The problem with today’s Pentagon is hardly money, talent, or determination, in Schmidt’s opinion. He describes the US military as “great human beings inside a bad system”—one that evolved to serve a previous era dominated by large, slow, expensive projects like aircraft carriers and a bureaucratic system that prevents people from moving too quickly. Independent studies and congressional hearings have found that it can take years for the DOD to select and buy software, which may be outdated by the time it is installed. Schmidt says this is a huge problem for the US, because computerization, software, and networking are poised to revolutionize warfare.
Ukraine’s response to Russia’s invasion, Schmidt believes, offers pointers for how the Pentagon might improve. The Ukrainian military has managed to resist a much larger power in part by moving quickly and adapting technology from the private sector—hacking commercial drones into weapons, repurposing defunct battlefield connectivity systems, 3D printing spare parts, and developing useful new software for tasks like military payroll management in months, not years.
Schmidt offers another thought experiment to illustrate the bind he’s trying to get the US military out of. “Imagine you and I decide to solve the Ukrainian problem, and the DOD gives us $100 million, and we have a six-month contest,” he says. “And after six months somebody actually comes up with some new device or new tool or new method that lets the Ukrainians win.” Problem solved? Not so fast. “Everything I just said is illegal,” Schmidt says, because of procurement rules that forbid the Pentagon from handing out money without going through careful but overly lengthy review processes.
A New Weapon
The Pentagon’s tech problem is most pressing, Schmidt says, when it comes to AI. “Every once in a while, a new weapon, a new technology comes along that changes things,” he says. “Einstein wrote a letter to Roosevelt in the 1930s saying that there is this new technology—nuclear weapons—that could change war, which it clearly did. I would argue that [AI-powered] autonomy and decentralized, distributed systems are that powerful.”
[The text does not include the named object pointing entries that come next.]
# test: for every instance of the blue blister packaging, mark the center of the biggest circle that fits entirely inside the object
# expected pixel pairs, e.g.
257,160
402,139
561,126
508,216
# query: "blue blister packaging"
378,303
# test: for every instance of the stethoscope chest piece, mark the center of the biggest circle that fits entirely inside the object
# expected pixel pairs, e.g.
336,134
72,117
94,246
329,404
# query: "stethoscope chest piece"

With Schmidt’s help, a similar view has taken root inside the DOD over the past decade, where leaders believe AI will revolutionize military hardware, intelligence gathering, and backend software. In the early 2010s the Pentagon began assessing technology that could help it maintain an edge over an ascendant Chinese military. The Defense Science Board, the agency’s top technical advisory body, concluded that AI-powered autonomy would shape the future of military competition and conflict.
But AI technology is mostly being invented in the private sector. The best tools that could prove critical to the military, such as algorithms capable of identifying enemy hardware or specific individuals in video, or that can learn superhuman strategies, are built at companies like Google, Amazon, and Apple or inside startups.